D’altronde, gli alti religiosi non hanno certo bisogno di affidarsi a questo giornale per apprendere come, forse proprio per meglio celebrare l’arrivo del pontefice, lo scorso 2 settembre, al cimitero di Lihula, un centinaio da Tallin, gli estimatori estoni di “Aloisovic” si siano curati di ridar lustro alla stele del monumento alla 20° divisione SS, proditoriamente smantellata nel 2004. La stele è però solo una copia: quella originale è gelosamente custodita al Museo della lotta per la libertà, a Tallinn.

Venerdì scorso, all’antivigilia dell’annuale giornata internazionale in ricordo delle vittime del fascismo (istituita dall’ONU nel 1962, si celebra ogni seconda domenica di settembre) si è tenuta a Tallin una conferenza dedicata alle recrudescenze neofasciste e neonaziste in Europa, evidenziando come nel paese il fenomeno abbia raggiunto livelli pericolosi: il tutto, con il beneplacito e spesso con la diretta partecipazione delle autorità.
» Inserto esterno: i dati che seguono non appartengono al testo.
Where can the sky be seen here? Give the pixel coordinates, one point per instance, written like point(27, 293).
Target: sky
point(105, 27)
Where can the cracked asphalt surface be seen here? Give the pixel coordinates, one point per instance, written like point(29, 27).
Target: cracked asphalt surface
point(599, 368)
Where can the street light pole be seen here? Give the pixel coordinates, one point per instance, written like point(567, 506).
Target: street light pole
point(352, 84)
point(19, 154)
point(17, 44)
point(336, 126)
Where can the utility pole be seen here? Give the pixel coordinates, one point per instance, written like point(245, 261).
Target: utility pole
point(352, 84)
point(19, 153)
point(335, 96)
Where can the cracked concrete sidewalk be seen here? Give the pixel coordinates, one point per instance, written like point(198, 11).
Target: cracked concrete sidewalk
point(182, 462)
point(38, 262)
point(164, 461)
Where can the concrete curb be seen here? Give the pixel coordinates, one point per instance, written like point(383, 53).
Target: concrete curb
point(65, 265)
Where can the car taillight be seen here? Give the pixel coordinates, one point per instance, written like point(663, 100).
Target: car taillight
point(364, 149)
I chiarissimi religiosi sono meglio di noi al corrente della recentissima deturpazione della lapide dedicata ai seimila prigionieri di guerra sovietici, assassinati dai nazisti a Kalevi-Liiva nel ’42-’43, insieme a ebrei e zigani portati qui da Cecoslovacchia, Polonia, Francia, dai lager e ghetti tedeschi di Theresienstadt, Francoforte, Berlino.

Se di questi luoghi, nel viaggio baltico del papa, ci si dimenticherà, meglio affidarsi allora ai riti di Taarausk e Maausk, di sicuro più innocui.